Increasing the tension

Maritime Developments, based in Peterhead, Scotland, has released its first four-track, 75-tonne pipeline tensioner, not long after shipping out the third of a 50-tonne version of the unit, which took center stage at Subsea Expo in Aberdeen in February.

Maritime Development’s four-track, 50-tonne tensioner. Photos from Maritime Developments.

The firm, set up 15 years ago, sold its first TTS-4/140 Series, 50-tonne, four-track pipelay tensioner in 2013. The design was patented in July 2014, ahead of the 75-tonne version unveiling earlier this year.

The four-track caterpillar track system for installing or recovering pipe, flexibles, umbilicals and cables in two- or four-track mode has been designed so it can be used horizontally, hung off vertically, or on a ramp, as well as containerized for shipping. In horizontal mode, one of the 4m-long tracks can open to load pipe, maintaining one track at the base to centralize the load. In horizontal mode, which can be harder to load pipe due to vessel motion, but it is no longer necessary to have a centralizing track, two of the tensioner’s tracks can open out to load pipe, which may have end termination pieces on it.
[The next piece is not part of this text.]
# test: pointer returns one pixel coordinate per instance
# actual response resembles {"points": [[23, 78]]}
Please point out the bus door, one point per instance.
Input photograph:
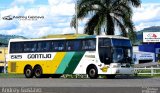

The V-shaped caterpillar tracks grip the product with failsafe hydraulic cylinders. The maximum pull force is rated at 51-tonne in four-track mode (0.09 coefficient of friction), and 25.5-tonne in two-track (0.09 CoF). Payout speed on 50-600mm outer diameter product varies up to 900m/hr (at 60Hz) with 10-100% digital tension control.

Derek Smith

Derek Smith, the firm’s CEO, started out in the fishing industry, building winches for fishing vessels and providing port services, but diversified into the oil and gas sector, and now provides back-deck equipment including winches, tensioners, and reel drives, mostly serving the <150-tonne line pull market place, in <500m water depth, acknowledging that the market above that level is already well served. By July this year, the firm will have supplied a full back-deck spread to one vessel.

In some areas, the industry could learn from fishing, he says, especially around control systems. “Operating systems on fishing vessels are very sophisticated,” he says. Fishermen put acoustic devices on their nets which transmit to a transducer on the hull, the signals from which are then used to automatically control the geometry of the nets by control tension. Smith thought this could be used in the industry, on equipment which didn’t have accurate constant control systems, by floating equipment on load cells, with the operator just dictating what he wants the system to achieve. The firm has developed its own software, in-house, for its systems.

The 75-tonne tensioner with one track opened out for loading product.

While the fishing industry systems are sophisticated, they are built to be robust and easy to use, with simple interfaces and reduced decision making requirements, whereas in the offshore industry the systems need more technically adept staff to operate them, Smith says.

The business recently secured the first order for a portable overside vertical lay system (PVLS) from a leading installation contractor. Maritime Developments will deliver a bespoke vertical lay system tower along with a four-track tensioner and a multi reel drive system to support a major North Sea field development.

Maritime Developments has also delivered a 500-tonne reel drive system (RDS) in support of a project in the US. It was the fourth RDS order executed by the business since the product’s launch in 2013: three 400-tonne systems have also already been supplied.